Who are these 20-somethings? What shapes their worlds, and how do they see themselves within it? Across the event, students explored the textures of contemporary life with sincerity, navigating themes of identity, transition, belonging and disquiet. The goal was not to present polished answers but to offer something truer: a multifaceted portrait of youth, made with honesty and complexity.
From the surreal to the intimate, the projects spanned emotional and technical registers. Fragments of Becoming by Riccardo Vacca (IED Roma) used a mix of AI, visual anthropology and analogue photography to explore the liminal space between adolescence and adulthood. In Bianco Latte, Valentina Doddato (IED Milano) created a quiet reverie of memory, where nature and domestic space melt into a landscape of suspended time. Meanwhile, In Between by Sofia Valabrega (IED Torino) captured the stasis and uncertainty that defines so much of young adult life today: the longing to move forward, tempered by the fear of getting it wrong.

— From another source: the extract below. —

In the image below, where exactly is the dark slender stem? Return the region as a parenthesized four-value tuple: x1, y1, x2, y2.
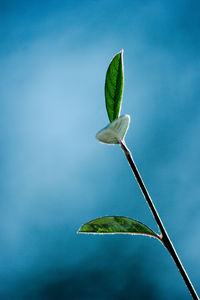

Curators and course coordinators Giulia Ticozzi (IED Torino), Carlotta Cattaneo (IED Milano) and Daria Scolamacchia (IED Roma) described the event as “a participatory performance” in which the table served as a stage, inviting physical movement, informal critique and shared reflection. The process was designed to empower students not just to show their work but to actively shape the space around it.
In doing so, The Dreamers became more than an exhibition. It evolved into a live archive, constantly reshaped by those who engaged with it. By placing vulnerability and agency at the centre, IED offered a vision of arts education that feels refreshingly grounded: creative, yes, but also responsive, participatory and deeply human.